In another move aimed at giving the company a lifeline, the new management decided to simplify its business in Nigeria by selling off some of its brands. One of such is Nutricima, its loss-making milk business division. Nutricima’s major product portfolio includes milk and yoghurt-based drinks such as Nunu, Yo, and Olympic.
Before the decision to sell, PZ Cussons had earlier in 2014 written off $27.6m against its Nutricima milk business and Australian yoghurt and granola brand. PZ Cussons had bought-out Glanbia’s 50% stake in Nutricima for £21m in cash, having formed the venture in 2003.
The information available to BH indicates that discussions between PZ Cussons Nigeria and FrieslandCampina Wamco Nigeria are in the advanced state on the sale of Nutricima Limited. To complete the deal, the Board of Directors of PZ Cussons Nigeria has scheduled an Extraordinary General Meeting (EGM) of shareholders later in July where shareholders are expected to approve the divestment.
According to a copy of the notice obtained by our correspondent, shareholders are expected to approve and consent to the role of PZ Cussons Nigeria as “the property seller of the factory premises of Nutricima, in furtherance of the proposed sale of the business and assets of Nutricima Limited to FrieslandCampina Wamco Nigeria Plc and FrieslandCampina Nederland B.V.
“The transaction includes the sale and transfers to FrieslandCampina Wamco Nigeria Plc of that portion of land measuring 67,733.235 square metres situate within Plot 20A Ikorodu Industrial Scheme in Ikorodu, Lagos State, carved out from the property covered by Certificate of Occupancy No. 6/6/1998E issued by the Lagos State Government on June 28, 1998, and has been registered as Number six at Page six in Volume 1998E in the Lands Registry of the Lagos State Government, along with rights and investment interests in the buildings and improvements.”

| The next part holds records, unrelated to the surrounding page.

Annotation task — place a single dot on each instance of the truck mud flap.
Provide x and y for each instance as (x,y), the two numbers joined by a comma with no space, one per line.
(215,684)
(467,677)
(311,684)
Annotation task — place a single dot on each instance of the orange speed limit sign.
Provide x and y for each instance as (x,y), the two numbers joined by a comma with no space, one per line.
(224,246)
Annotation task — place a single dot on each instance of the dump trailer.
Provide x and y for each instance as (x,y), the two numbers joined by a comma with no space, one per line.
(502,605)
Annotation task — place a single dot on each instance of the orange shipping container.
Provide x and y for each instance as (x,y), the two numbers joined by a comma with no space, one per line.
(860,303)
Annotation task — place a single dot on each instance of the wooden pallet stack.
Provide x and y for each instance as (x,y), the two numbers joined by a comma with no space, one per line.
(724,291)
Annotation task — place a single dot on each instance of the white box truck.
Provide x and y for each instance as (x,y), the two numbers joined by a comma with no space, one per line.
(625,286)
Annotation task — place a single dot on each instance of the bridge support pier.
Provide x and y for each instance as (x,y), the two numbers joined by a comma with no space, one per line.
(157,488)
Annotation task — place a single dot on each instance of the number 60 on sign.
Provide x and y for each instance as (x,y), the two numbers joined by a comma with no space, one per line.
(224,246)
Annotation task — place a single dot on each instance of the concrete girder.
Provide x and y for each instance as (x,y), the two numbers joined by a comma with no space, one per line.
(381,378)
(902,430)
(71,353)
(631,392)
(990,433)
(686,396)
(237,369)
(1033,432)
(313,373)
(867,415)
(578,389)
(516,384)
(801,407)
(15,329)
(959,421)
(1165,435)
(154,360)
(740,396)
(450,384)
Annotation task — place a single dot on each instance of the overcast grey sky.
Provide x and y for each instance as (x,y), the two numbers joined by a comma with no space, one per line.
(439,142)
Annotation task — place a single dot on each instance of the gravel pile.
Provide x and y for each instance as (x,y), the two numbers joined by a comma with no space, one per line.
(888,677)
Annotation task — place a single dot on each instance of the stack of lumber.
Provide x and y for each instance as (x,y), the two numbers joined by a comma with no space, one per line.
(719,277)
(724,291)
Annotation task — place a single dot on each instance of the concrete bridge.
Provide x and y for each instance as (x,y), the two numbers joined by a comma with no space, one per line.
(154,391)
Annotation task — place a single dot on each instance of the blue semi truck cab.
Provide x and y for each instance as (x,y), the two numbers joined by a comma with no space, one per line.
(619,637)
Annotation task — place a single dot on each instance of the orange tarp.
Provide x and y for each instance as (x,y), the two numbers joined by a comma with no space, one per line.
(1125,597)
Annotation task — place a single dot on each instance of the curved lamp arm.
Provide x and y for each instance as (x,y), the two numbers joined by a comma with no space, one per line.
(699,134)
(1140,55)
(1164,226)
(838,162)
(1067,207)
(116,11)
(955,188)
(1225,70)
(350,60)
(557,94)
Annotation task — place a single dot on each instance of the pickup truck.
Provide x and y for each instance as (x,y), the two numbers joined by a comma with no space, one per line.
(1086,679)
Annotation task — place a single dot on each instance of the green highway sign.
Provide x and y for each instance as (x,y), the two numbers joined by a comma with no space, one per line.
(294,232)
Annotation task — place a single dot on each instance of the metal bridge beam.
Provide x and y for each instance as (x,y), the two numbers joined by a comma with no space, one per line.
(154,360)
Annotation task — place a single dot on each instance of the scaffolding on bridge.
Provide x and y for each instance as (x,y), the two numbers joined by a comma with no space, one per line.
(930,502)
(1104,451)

Also, shareholders are expected to empower the Board of PZ Cussons concerning such other acts, arrangements and roles by the company, made for the divestment under the transaction documents, notably, the assets purchase agreement dated March 13, this year and the property transfer agreement, executed, amongst others, between the company, Nutricima, FrieslandCampina Wamco and FrieslandCampina Nederland B.V. subject to the procurement of regulatory approvals for the transaction.
The resolutions also included authorisation of the transfer to and vesting in the company of rights and investment interests in the buildings and improvements within the factory premises as earlier approved. Shareholders are expected to mandate the Board of Directors to execute the asset purchase agreement, the property transfer agreements, others to which the company is a party.
PZ Nigeria in a statement made available to BH said the proposed sale is in line with the group’s focus scale and accelerate strategy to streamline its focus on core personal care and beauty products.